4 Things to Know About Tummy Tucks

Tummy tuck surgery is as common as facelift surgery in the U.S., but far fewer people are familiar with the procedure and its goals. At Roseville and Sacramento offices, tummy tuck patients are among the most satisfied because of the dramatic changes the surgery can produce.

I’ve outlined information below that some people are surprised to learn about tummy tuck surgery, which is clinically known as abdominoplasty:

  1. It isn’t weight-loss surgery. A fairly common misconception is that tummy tuck surgery is similar to bariatric surgery — such as a gastric bypass — which is meant for severely overweight patients. But tummy tuck patients should actually be at or within 10 to 15 pounds of the weight that they intend to maintain. Tummy tucks, in fact, are often sought by patients who have already had weight-loss surgery and want to remove excess, sagging abdominal skin. Which brings us to my next point…
  2. It’s not just for moms. It’s true that tummy tucks are considered an essential part of mommy makeover procedures, but both men and women can benefit from abdominoplasty. As I mentioned, people who have lost a significant amount of weight through surgery or lifestyle changes are often left with excess skin. A tummy tuck may be combined with other body contouring procedures, such as an arm lift, to provide comprehensive results.
  3. Liposuction can enhance the results.

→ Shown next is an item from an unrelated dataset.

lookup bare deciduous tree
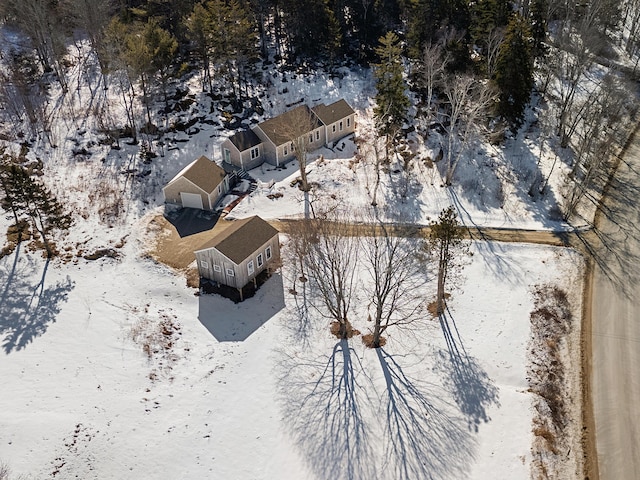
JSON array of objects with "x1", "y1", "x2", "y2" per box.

Besides removing excess skin, a tummy tuck can also repair and tighten abdominal muscles that may be stretched by pregnancy. But often there are small pockets of fat that liposuction removes to create well-sculpted flanks and abdominal area.
  4. Expect some downtime. A tummy tuck is major surgery. If you hear a plastic surgeon say otherwise, find another surgeon. All patients recover at their own pace, but I recommend planning to take at least a week to 10 days off from work (some patients will need additional time off). Strenuous exercise and other activities such as team sports should be avoided for at least 6 to 8 weeks. Trying to do too much too soon increases the risk of complications and can compromise the surgical results.

One other common concern of patients is scarring. A full tummy tuck requires an incision that stretches from hip to hip. I make the incision as low as possible — usually just above the pubic area — so it’s easily concealed by bikini bottoms or shorts. The trade-off of a hidden scar for a smooth stomach is one that most patients are happy to make.